French colonial law officially struck down

31st January 2006, Comments 0 comments

PARIS, Jan 31, 2006 (AFP) - France's constitutional council on Tuesday struck out the key clause of a law that recognised the "positive role" of colonialism, ending a highly embarrassing episode for the government of President Jacques Chirac.

PARIS, Jan 31, 2006 (AFP) -  France's constitutional council on Tuesday struck out the key clause of a law that recognised the "positive role" of colonialism, ending a highly embarrassing episode for the government of President Jacques Chirac.

The nine-member council — which ensures that new laws respect the country's 1958 constitution — said the offending article lay outside the competence of the legislature.

Introduced as a private amendment to a law passed last February on compensation for former colonials, the article stated that "scholastic programmes recognise in particular the positive role of the French overseas presence."

Invoked last week by Chirac, the constitutional council ruled that school texts are fixed by government regulation not by law, and that the clause is therefore inadmissible.
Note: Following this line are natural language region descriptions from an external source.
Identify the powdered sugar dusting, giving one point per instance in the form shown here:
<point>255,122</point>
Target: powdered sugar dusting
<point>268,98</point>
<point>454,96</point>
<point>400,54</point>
The clause passed almost unnoticed for several months last year, but came to public attention thanks to a petition circulating on the Internet.

Academics said the article was a flagrant intrusion by politicians into the realm of historical debate, while left-wingers accused the government of trying to lay down an official version of the colonial past that ignored its huge human cost.

The row badly strained relations with the country's black and Arab populations just as the country was reeling from last November's rioting in high-immigration suburbs.

On Monday Chirac announced that May 10 will be an annual memorial day in France to commemorate victims of the slave trade.